Well, I suppose if I can play fast and loose with the contents of the
august Boston Globe in the middle of the night, you're welcome to
mischaracterize me in the same fashion, but I hope I'm forgiven if I try to
patch it up here, just a little bit.


I think that venture capital spends most of its time thinking about how to
establish industrial-era monopolies on intellectual property in a world
where, eventually, it is only wetware -- skill, if you will -- that will
matter. Software, hardware, and resources will ultimately be dependant
activities and will decrease in relative value over time.
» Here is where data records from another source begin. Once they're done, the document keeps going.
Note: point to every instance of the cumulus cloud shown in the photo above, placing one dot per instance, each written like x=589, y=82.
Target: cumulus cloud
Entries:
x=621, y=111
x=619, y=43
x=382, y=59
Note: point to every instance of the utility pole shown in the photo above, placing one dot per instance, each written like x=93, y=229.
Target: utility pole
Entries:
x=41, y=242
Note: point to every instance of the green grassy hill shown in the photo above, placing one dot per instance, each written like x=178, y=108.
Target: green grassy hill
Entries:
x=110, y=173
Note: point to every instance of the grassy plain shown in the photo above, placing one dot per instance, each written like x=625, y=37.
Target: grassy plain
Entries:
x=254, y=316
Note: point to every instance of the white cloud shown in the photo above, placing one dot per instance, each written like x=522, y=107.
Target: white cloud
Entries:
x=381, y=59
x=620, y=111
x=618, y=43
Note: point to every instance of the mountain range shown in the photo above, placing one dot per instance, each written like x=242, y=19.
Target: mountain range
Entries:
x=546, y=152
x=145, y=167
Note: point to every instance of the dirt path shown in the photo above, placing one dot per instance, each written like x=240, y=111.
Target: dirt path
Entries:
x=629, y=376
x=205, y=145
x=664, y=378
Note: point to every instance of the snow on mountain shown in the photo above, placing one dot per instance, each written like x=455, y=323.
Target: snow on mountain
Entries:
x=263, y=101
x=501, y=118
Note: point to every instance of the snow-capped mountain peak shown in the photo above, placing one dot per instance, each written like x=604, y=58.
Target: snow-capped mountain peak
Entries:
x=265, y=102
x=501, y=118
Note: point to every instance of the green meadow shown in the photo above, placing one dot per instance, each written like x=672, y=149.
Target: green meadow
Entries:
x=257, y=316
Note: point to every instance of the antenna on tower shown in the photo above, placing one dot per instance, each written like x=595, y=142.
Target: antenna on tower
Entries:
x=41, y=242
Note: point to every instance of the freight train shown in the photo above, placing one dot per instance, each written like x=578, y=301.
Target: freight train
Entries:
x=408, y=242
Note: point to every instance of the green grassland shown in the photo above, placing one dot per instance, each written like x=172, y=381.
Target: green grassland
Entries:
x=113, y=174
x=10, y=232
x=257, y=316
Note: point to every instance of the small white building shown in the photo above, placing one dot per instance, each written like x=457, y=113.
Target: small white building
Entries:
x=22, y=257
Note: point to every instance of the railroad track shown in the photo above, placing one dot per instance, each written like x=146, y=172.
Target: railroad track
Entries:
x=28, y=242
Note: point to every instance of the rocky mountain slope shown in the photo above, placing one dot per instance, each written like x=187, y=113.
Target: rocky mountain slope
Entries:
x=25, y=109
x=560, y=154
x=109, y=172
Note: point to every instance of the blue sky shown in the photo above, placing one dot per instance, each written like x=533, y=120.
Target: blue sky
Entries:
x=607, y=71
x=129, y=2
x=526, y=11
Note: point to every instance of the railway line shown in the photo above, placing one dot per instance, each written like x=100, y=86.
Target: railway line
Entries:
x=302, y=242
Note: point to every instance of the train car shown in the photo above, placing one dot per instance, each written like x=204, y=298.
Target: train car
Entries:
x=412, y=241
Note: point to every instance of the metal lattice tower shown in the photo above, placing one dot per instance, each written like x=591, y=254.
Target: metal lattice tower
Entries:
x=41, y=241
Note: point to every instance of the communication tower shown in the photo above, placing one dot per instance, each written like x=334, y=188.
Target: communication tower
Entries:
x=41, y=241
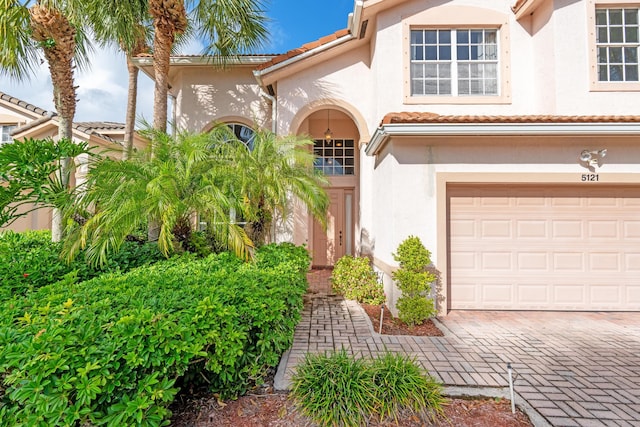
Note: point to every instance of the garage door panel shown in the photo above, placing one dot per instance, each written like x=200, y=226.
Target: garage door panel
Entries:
x=604, y=262
x=532, y=229
x=568, y=296
x=561, y=248
x=563, y=229
x=631, y=230
x=535, y=262
x=568, y=261
x=632, y=262
x=495, y=229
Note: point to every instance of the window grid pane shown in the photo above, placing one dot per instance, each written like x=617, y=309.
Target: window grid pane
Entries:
x=335, y=157
x=431, y=62
x=5, y=133
x=617, y=44
x=468, y=58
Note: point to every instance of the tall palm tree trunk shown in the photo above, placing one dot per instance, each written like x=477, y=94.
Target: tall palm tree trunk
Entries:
x=169, y=19
x=57, y=37
x=132, y=100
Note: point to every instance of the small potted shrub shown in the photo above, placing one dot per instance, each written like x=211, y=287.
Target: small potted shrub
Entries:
x=412, y=278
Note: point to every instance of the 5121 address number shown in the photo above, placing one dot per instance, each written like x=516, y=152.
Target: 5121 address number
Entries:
x=590, y=177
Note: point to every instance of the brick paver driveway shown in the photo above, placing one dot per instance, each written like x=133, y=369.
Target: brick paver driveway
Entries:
x=575, y=369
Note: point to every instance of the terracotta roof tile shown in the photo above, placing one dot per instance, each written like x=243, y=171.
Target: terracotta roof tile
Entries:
x=408, y=117
x=23, y=104
x=304, y=48
x=101, y=125
x=518, y=5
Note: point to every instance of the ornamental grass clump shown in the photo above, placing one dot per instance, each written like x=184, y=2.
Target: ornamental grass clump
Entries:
x=354, y=278
x=414, y=280
x=338, y=390
x=334, y=389
x=401, y=384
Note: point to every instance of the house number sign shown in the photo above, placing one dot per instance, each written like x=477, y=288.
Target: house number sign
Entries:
x=590, y=177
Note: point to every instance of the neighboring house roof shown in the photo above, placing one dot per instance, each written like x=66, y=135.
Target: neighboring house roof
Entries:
x=88, y=128
x=22, y=104
x=409, y=124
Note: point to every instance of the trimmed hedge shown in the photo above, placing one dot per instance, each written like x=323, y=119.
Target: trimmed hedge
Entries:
x=354, y=278
x=114, y=350
x=31, y=260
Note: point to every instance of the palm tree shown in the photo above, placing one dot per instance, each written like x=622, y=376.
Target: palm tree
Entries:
x=124, y=24
x=230, y=27
x=268, y=175
x=55, y=30
x=184, y=178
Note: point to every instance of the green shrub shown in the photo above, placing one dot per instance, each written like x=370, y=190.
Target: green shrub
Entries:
x=355, y=279
x=336, y=389
x=30, y=260
x=412, y=278
x=115, y=349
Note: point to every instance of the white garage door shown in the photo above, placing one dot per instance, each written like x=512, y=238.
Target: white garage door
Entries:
x=558, y=248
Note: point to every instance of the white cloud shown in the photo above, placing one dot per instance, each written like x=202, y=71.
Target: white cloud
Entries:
x=102, y=89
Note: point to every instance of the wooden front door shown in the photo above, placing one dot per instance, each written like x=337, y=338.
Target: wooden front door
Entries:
x=337, y=240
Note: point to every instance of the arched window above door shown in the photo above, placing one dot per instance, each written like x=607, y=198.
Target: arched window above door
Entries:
x=244, y=133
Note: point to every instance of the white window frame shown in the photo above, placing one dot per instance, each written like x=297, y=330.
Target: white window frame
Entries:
x=453, y=63
x=595, y=84
x=627, y=44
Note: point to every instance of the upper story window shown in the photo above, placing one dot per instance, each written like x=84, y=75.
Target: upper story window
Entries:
x=459, y=62
x=5, y=133
x=617, y=43
x=335, y=156
x=243, y=133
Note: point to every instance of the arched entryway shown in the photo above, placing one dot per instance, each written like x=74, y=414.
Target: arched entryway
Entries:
x=336, y=141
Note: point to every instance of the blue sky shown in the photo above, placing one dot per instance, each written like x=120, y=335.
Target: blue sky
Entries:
x=295, y=23
x=102, y=90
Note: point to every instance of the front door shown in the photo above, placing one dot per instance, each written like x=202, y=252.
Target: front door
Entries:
x=337, y=240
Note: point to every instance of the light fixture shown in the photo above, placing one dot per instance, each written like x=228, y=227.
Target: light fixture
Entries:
x=592, y=157
x=328, y=135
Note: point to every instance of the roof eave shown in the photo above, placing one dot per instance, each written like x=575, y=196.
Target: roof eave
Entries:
x=259, y=74
x=526, y=7
x=384, y=132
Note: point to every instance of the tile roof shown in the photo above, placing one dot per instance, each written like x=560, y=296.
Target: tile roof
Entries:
x=23, y=104
x=518, y=5
x=103, y=126
x=90, y=128
x=407, y=117
x=304, y=48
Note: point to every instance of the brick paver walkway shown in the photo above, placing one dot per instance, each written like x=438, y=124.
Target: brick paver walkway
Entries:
x=575, y=369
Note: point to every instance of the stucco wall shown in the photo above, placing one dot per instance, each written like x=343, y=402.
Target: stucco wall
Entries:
x=207, y=94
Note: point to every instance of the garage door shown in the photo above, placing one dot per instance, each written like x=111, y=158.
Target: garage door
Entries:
x=558, y=248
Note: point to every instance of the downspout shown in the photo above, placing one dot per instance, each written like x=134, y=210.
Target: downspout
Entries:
x=274, y=110
x=274, y=129
x=174, y=114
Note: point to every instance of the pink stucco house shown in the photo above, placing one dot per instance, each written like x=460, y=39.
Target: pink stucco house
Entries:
x=506, y=136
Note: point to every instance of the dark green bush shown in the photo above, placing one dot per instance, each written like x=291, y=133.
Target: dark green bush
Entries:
x=354, y=278
x=414, y=280
x=30, y=260
x=114, y=350
x=337, y=390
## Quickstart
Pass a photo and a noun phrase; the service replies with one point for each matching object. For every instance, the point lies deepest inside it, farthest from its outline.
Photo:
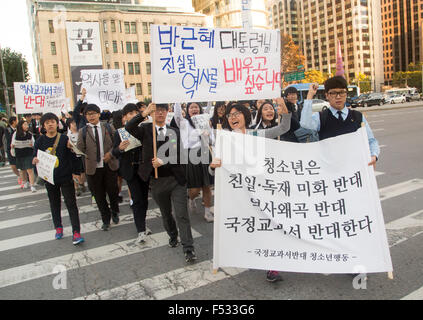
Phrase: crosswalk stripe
(81, 259)
(167, 284)
(36, 238)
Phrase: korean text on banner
(39, 97)
(298, 207)
(105, 88)
(203, 64)
(45, 166)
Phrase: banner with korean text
(105, 88)
(298, 207)
(39, 97)
(203, 64)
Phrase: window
(133, 27)
(139, 89)
(130, 68)
(134, 47)
(145, 27)
(53, 48)
(51, 26)
(128, 47)
(56, 70)
(147, 47)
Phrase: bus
(353, 91)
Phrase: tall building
(120, 27)
(402, 31)
(228, 13)
(318, 25)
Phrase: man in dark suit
(129, 161)
(170, 187)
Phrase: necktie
(97, 142)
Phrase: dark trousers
(167, 192)
(139, 196)
(68, 191)
(103, 182)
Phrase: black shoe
(173, 242)
(115, 217)
(190, 256)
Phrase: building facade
(124, 36)
(402, 31)
(318, 25)
(228, 13)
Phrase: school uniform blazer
(144, 133)
(89, 148)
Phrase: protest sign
(105, 88)
(298, 207)
(45, 166)
(39, 97)
(203, 64)
(133, 142)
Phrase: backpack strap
(56, 143)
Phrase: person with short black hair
(57, 144)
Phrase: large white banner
(105, 88)
(203, 64)
(84, 44)
(298, 207)
(39, 97)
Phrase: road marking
(167, 284)
(400, 189)
(80, 259)
(36, 238)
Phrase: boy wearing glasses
(337, 119)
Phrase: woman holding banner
(196, 141)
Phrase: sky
(14, 30)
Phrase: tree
(13, 64)
(314, 76)
(291, 56)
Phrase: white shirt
(100, 141)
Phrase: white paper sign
(39, 97)
(204, 64)
(297, 207)
(133, 142)
(105, 88)
(45, 166)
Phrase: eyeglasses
(235, 114)
(334, 94)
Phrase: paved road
(109, 265)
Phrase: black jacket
(144, 133)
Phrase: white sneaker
(209, 216)
(142, 236)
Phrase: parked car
(396, 98)
(372, 99)
(413, 97)
(319, 105)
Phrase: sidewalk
(405, 105)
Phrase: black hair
(337, 82)
(215, 118)
(241, 108)
(129, 108)
(117, 119)
(91, 107)
(48, 116)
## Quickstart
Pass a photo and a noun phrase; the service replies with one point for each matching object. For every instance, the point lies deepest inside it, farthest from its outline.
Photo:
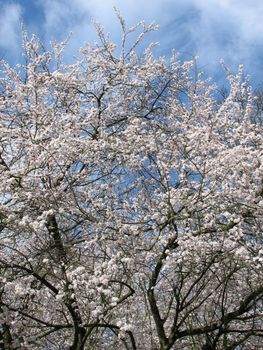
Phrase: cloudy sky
(210, 29)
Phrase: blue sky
(210, 29)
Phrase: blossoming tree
(130, 203)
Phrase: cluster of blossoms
(131, 203)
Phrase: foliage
(131, 203)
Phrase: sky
(213, 30)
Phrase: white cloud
(10, 28)
(211, 29)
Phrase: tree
(131, 203)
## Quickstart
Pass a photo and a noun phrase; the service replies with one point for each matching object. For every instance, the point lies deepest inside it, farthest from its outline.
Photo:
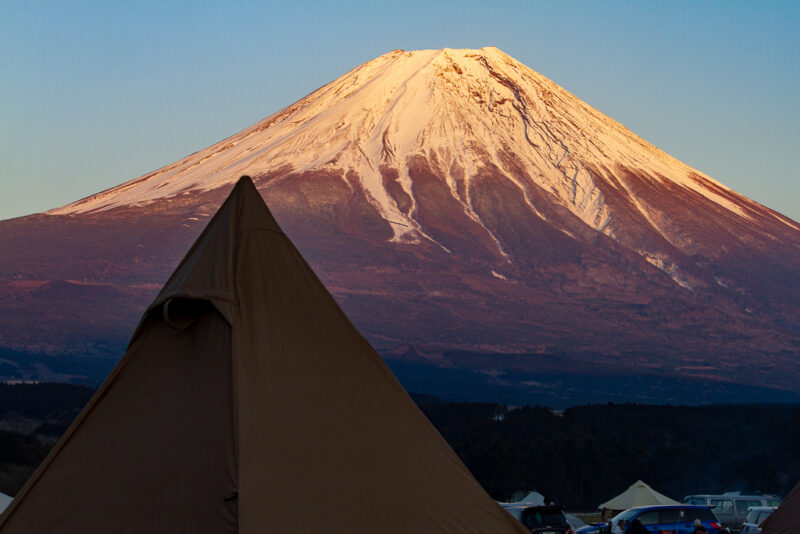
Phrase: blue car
(664, 519)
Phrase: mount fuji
(478, 223)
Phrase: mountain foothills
(469, 215)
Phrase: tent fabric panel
(155, 453)
(638, 494)
(329, 439)
(786, 519)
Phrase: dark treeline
(580, 457)
(587, 454)
(32, 418)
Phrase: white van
(731, 507)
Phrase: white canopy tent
(638, 494)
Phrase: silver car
(755, 516)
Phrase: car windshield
(546, 518)
(751, 517)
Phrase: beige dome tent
(638, 494)
(786, 519)
(248, 403)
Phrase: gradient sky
(93, 94)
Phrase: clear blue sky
(93, 94)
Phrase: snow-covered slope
(463, 110)
(452, 200)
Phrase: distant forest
(579, 457)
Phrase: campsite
(362, 432)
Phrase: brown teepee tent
(786, 519)
(247, 402)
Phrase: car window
(671, 515)
(752, 516)
(649, 518)
(703, 514)
(762, 516)
(722, 506)
(742, 505)
(627, 514)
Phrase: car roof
(667, 506)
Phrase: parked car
(543, 519)
(666, 519)
(731, 507)
(593, 528)
(756, 516)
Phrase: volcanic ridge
(467, 213)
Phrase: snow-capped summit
(456, 199)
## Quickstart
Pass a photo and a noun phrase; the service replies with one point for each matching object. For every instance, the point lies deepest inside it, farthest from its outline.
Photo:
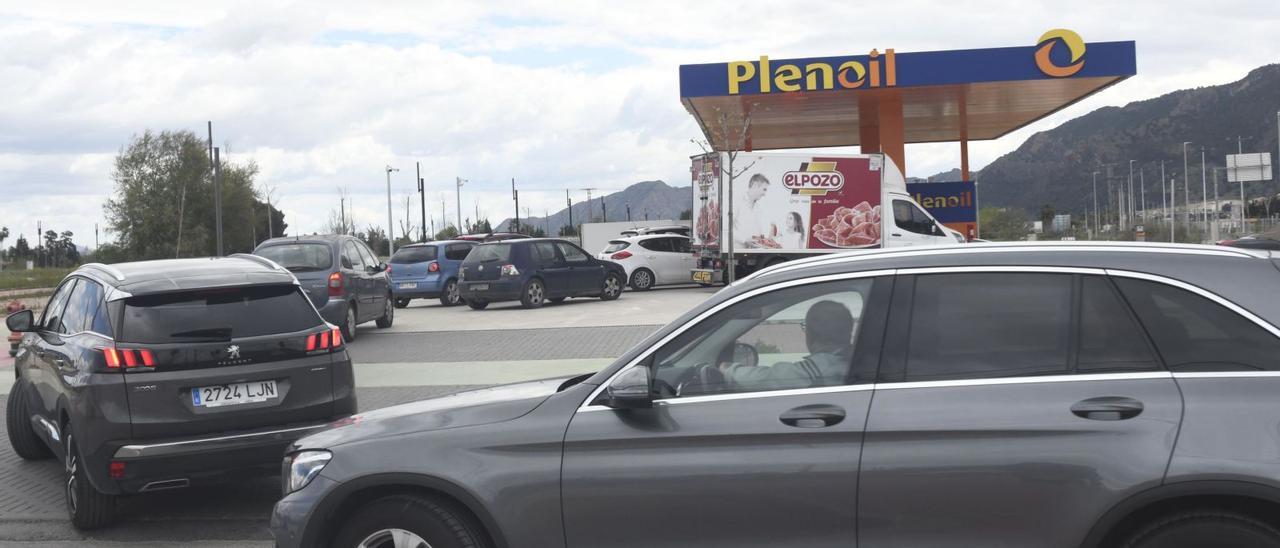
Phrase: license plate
(233, 393)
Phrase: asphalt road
(410, 361)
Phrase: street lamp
(391, 243)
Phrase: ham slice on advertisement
(796, 202)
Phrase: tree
(163, 204)
(1004, 223)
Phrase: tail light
(117, 359)
(336, 283)
(329, 339)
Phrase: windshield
(216, 314)
(298, 256)
(416, 254)
(490, 252)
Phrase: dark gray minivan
(970, 396)
(344, 279)
(155, 375)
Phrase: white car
(652, 259)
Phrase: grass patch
(32, 279)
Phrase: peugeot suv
(164, 374)
(970, 396)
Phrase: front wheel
(410, 521)
(1205, 528)
(612, 287)
(86, 506)
(388, 314)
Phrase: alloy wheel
(394, 538)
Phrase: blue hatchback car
(428, 270)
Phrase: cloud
(561, 95)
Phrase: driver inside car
(827, 327)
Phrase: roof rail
(112, 270)
(257, 259)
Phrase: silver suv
(972, 396)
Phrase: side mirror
(22, 320)
(631, 389)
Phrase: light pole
(460, 181)
(1187, 192)
(1096, 218)
(391, 229)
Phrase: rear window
(298, 256)
(410, 255)
(216, 314)
(490, 252)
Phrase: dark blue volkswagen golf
(428, 270)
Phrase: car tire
(22, 435)
(86, 506)
(348, 327)
(388, 314)
(641, 279)
(451, 295)
(533, 295)
(416, 520)
(612, 288)
(1201, 528)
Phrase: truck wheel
(22, 437)
(86, 506)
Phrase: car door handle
(1107, 407)
(813, 416)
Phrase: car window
(798, 337)
(351, 257)
(368, 256)
(662, 245)
(988, 325)
(545, 252)
(73, 314)
(457, 251)
(1194, 333)
(53, 318)
(572, 255)
(298, 257)
(1110, 339)
(415, 254)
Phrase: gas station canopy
(886, 99)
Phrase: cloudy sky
(557, 95)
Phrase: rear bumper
(498, 290)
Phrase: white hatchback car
(652, 259)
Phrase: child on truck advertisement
(789, 202)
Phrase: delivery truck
(786, 206)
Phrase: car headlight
(301, 467)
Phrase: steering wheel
(700, 379)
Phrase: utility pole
(218, 199)
(391, 225)
(421, 193)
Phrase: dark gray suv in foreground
(970, 396)
(155, 375)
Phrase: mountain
(1055, 167)
(648, 200)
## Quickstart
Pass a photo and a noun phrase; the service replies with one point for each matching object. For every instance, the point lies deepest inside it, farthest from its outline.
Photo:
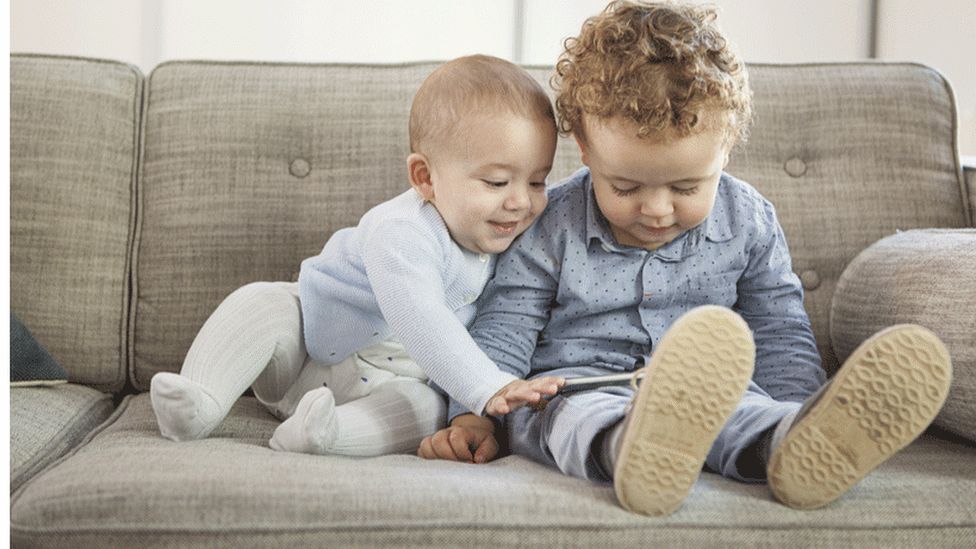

Software will be utterly replicable and will be sold recursively, and
untraceably, on a bearer basis, primarily because that's the cheapest way
to safely trade money for information on a ubiquitous geodesic public
network. Given that the price of information is rediculuously time-driven,
the price-structure software markets will be such that not only will the
only people who make the most money be people who actually *write* software
and not hire it done, and that software will be sold in smaller and smaller
bits because the transaction costs will be so low (hey, don't believe me,
believe Ronald Coase :-)), but, finally, the only way to make *new* money
is to create new software which sells. So, no software monopoly opportunity
there, because, you need wetware to make software, and, in a world of
totally anonymous, and cash transacted, free agency, fun legalistic
attempts at physical control, like non-disclosures and non-competes, not to
mention copyright and patent, will eventually be laughably un-useful.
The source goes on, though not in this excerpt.